ふわり、ふわり。

紅が舞う・・・。





あと百本・・・女の子





「そういえば柳生、知っとったか?」





「何がです?」





「あの山にはな、出るんじゃ。 女の子の幽霊が。」





仁王のその言葉を聞いて、柳生はふっと笑った。





「いきなり何かと思えばそんな話ですか。

 あいにく私はそういうたぐいの話は信じていませんから。」





「あっ、お前今鼻で笑ったじゃろ! ひどい奴じゃな〜。

 せっかく俺が親切に教えてやっちょるのに。」





仁王はそう言ってふんだとすねてしまった。

それに柳生はやれやれといった感じで、





「誰も聞かないと言ったわけではないでしょう? 私はただ信じてないと言っただけですよ。

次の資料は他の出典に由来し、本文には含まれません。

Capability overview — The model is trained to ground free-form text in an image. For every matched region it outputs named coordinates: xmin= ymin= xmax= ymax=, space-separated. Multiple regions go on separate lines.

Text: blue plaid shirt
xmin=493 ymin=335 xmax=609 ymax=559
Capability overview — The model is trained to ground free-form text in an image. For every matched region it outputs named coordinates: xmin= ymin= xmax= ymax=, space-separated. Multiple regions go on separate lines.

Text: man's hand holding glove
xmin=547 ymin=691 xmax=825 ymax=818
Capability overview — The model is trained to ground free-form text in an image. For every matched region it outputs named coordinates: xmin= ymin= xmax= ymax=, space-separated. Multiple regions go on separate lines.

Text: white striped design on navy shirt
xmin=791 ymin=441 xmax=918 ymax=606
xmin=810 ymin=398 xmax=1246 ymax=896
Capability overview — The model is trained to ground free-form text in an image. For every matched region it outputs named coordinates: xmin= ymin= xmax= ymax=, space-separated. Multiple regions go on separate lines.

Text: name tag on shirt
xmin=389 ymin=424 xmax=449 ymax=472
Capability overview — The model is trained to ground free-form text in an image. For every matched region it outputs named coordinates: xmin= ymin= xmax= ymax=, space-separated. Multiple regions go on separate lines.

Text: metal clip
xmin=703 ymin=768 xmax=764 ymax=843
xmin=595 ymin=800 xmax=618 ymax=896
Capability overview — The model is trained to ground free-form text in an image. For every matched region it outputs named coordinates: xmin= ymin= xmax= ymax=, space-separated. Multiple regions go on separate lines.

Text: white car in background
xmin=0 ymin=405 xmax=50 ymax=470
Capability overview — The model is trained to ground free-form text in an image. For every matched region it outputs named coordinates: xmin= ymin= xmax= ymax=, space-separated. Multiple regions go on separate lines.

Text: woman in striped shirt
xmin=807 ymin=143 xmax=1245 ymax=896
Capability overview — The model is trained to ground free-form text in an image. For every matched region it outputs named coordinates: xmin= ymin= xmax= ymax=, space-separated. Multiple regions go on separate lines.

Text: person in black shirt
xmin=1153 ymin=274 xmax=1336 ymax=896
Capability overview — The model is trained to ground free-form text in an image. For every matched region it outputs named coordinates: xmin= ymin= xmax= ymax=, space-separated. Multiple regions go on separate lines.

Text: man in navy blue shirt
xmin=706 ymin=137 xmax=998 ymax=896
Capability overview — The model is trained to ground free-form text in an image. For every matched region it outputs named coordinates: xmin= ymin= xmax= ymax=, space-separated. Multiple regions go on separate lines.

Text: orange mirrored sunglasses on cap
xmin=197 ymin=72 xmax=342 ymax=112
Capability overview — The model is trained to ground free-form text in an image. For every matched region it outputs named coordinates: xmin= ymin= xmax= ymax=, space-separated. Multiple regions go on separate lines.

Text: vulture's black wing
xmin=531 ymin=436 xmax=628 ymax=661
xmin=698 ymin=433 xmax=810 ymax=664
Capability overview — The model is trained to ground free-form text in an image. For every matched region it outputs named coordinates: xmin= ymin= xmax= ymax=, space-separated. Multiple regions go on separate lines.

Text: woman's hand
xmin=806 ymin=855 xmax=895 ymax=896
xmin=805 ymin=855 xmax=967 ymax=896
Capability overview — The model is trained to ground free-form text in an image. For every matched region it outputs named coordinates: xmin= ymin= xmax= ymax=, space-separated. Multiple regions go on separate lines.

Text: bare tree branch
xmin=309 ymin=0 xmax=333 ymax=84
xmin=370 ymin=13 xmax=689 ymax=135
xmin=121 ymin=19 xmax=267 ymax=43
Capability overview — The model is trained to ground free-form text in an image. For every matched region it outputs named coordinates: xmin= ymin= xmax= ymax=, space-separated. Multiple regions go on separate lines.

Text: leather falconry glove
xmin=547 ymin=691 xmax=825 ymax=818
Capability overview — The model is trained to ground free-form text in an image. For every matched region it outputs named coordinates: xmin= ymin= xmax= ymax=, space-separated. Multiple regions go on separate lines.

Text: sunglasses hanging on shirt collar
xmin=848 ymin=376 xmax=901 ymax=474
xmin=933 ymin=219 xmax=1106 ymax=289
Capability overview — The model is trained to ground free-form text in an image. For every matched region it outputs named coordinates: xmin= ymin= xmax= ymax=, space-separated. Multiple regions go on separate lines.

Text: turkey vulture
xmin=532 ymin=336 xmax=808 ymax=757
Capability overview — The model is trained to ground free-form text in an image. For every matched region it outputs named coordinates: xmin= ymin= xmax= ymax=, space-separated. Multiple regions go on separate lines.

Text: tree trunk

 聞かないなんて言ってません。 だから、ほら、話してくださいよ。」





「どうせ俺への哀れみか何かじゃろ。 まあでも話してやるぜよ。」





そう言って仁王は語り始めた・・・。



                                        ★



数日後、柳生のクラスは授業で山に来ていた。

そう、前に仁王が話してくれた山に・・・。

その日の目的は理科の観察で使う材料の収集だった。

クラス全員、各自目標のものを集めるために山の中を歩き回っていた。

柳生も例外ではなく、1人で山の、そう深くない所を歩いていた。





「・・・さて、これだけ集めれば十分ですね。

 戻りますか。」





そう呟いて、腰を上げたその時。





「?」





柳生は不思議な光景を目にした。

そこに1人の女の子が立っていたのだ。

その女の子は、真っ赤な着物を着て、静かにそこに立っていた。





「こんな所で一体どうしたんですか? 迷子になってしまったんですか?」





そう柳生が優しく話かけると、女の子は首を縦に振った。

そして、言った。





「お母さんが見つからないの。 さっきまで一緒にいたのに・・・。」





「そうですか。 では、私も一緒に探しましょう。

 どこら辺までお母さんと一緒にいたか覚えていますか?」





「うん。」





そう言うと女の子は、柳生の手を握ってきた。

その瞬間!





ゾクッ!





柳生の背中を悪寒が走った。 それはなぜか。

それは手を握った女の子の手が以上なまでに冷たかったのだ。 そう、まるで死人のように・・・。





「まさか・・・!」





柳生がそう呟くと、女の子が彼を見て、にたあと笑った。





「逃がさない。」





『あの山の傍の村で昔、ひどい飢饉があっての、多くの人が亡くなったそうじゃ。

 人々はその飢饉を山の神の怒りだとして、それを納めて貰うために生贄を山に差し出した。

 生贄にされたのは小さな女の子。 その子は孤独に恐怖しながら死んだそうじゃ。

 それから、あの山で真っ赤な着物を着た女の子が現れるようになった。

 その子は寂しさを紛らわすために山に入った人間を連れていくという。

 だから悪いことは言わん。 あの山にもしも入って女の子に会ったら即行で逃げるんじゃ。

 その子に手を握られたら終わりじゃから・・・。』









【あとがき】

連載を書かずにこんなのを書いてしまいました。

一体これはなんなのでしょう? 初短編がこんなのでいいのか?

えっと、まず最初の被害者は柳生です。

彼はいい人だから相手がどんな人でも声をかけそうなので白羽の矢が刺さりました。

次の犠牲者は誰でしょうね。

連載みたく放置しないようにがんばります・・・。